# Scrape & Clean Guardian Newspaper Articles

In [None]:
%load_ext autoreload
%autoreload 2

In [None]:
import os
import re
import sys
from glob import glob
from random import choice, randint
from time import sleep
from urllib3.util.retry import Retry

import pandas as pd
import requests
from bs4 import BeautifulSoup
from contexttimer import Timer
from requests.adapters import HTTPAdapter

In [None]:
PROJ_ROOT = os.path.join(os.pardir)
src_dir = os.path.join(PROJ_ROOT, "src")
sys.path.append(src_dir)

In [None]:
%aimport webscraping_utils
from webscraping_utils import get_custom_headers_list

## About

### Objective

Scrape and clean Guardian newspaper articles.

### Output

The output is a `DataFrame` containing the following columns

1. `url_num`
   - (news article) url number
2. `url_name`
   - `NULL`
3. `url`
   - web url of news article
4. `text`
   - raw text
5. `char_count`
   - approximate number of characters in raw text
6. `sentence_count_raw`
   - approximate number of sentences in raw text
7. `token_count`
   - approximate number of tokens in raw text
8. `text_cleaned`
   - cleaned text from paper
9. `type`
   - type of data source (`news_article`)

### Notes About Data Privacy

1. All news article texts were retrieved by web-scraping and storing the scraped texts in a `.parquet` file. All `.parquet` files are stored locally and will be deleted on November 30, 2024.
2. Raw or processed text outputs are not shown here.

## User Inputs

In [None]:
# data cleaning
aft_newsletter_advert = "skip past newsletter promotionSign up to Afternoon UpdateFree daily newsletterOur Australian afternoon update breaks down the key stories of the day, telling you what's happening and why it mattersEnter your email address Sign upPrivacy Notice: Newsletters may contain info about charities, online ads, and content funded by outside parties.
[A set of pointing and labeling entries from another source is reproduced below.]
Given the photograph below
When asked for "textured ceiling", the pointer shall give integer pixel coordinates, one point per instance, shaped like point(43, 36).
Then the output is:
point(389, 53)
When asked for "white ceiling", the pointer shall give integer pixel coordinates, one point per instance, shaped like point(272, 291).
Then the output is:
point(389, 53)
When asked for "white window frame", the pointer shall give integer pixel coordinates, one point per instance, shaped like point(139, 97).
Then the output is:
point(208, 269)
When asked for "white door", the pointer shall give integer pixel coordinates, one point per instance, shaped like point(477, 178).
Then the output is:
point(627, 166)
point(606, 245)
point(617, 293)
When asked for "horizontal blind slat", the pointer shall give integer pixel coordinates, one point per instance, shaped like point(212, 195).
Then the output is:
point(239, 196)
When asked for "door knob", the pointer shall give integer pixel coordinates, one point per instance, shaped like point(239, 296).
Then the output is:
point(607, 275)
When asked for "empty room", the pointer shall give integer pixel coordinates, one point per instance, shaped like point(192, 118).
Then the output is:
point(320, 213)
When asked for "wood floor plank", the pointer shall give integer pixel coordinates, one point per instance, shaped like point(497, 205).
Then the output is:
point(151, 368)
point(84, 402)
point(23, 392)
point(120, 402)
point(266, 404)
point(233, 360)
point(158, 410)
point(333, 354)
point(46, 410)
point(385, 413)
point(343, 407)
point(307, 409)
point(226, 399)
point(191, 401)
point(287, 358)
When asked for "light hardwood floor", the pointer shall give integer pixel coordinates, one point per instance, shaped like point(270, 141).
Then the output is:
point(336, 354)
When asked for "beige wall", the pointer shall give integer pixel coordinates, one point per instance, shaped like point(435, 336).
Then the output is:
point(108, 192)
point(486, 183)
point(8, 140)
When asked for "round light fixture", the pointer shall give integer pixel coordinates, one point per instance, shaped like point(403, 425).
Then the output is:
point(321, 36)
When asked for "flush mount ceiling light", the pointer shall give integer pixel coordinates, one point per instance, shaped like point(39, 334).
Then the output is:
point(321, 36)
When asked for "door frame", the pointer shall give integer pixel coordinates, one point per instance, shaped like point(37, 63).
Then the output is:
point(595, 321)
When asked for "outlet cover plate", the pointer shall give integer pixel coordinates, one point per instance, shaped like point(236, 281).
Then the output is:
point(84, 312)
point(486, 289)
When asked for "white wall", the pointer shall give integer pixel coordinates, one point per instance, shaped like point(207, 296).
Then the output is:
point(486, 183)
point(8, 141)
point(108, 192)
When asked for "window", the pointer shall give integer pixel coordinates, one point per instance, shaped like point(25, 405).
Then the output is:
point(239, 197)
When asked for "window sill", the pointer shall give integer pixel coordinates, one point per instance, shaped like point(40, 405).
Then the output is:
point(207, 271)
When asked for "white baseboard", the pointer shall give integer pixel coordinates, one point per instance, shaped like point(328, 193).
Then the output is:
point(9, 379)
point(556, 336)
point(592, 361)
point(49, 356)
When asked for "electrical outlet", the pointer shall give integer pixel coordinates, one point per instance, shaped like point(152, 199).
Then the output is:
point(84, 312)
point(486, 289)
For more information see our Privacy Policy. We use Google reCaptcha to protect our website and the Google Privacy Policy and Terms of Service apply.after newsletter promotion"
down_to_earth_newsletter_advert = "skip past newsletter promotionSign up to Down to EarthFree weekly newsletterThe planet's most important stories. Get all the week's environment news - the good, the bad and the essentialEnter your email address Sign upPrivacy Notice: Newsletters may contain info about charities, online ads, and content funded by outside parties. For more information see our Privacy Policy. We use Google reCaptcha to protect our website and the Google Privacy Policy and Terms of Service apply.after newsletter promotion"
morn_newsletter_advert = "skip past newsletter promotionSign up to Morning MailFree daily newsletterOur Australian morning briefing breaks down the key stories of the day, telling you what's happening and why it mattersEnter your email address Sign upPrivacy Notice: Newsletters may contain info about charities, online ads, and content funded by outside parties. For more information see our Privacy Policy. We use Google reCaptcha to protect our website and the Google Privacy Policy and Terms of Service apply.after newsletter promotion"
newsletter_signup_advert = "Sign up for Guardian Australia’s free morning and afternoon email newsletters for your daily news roundup"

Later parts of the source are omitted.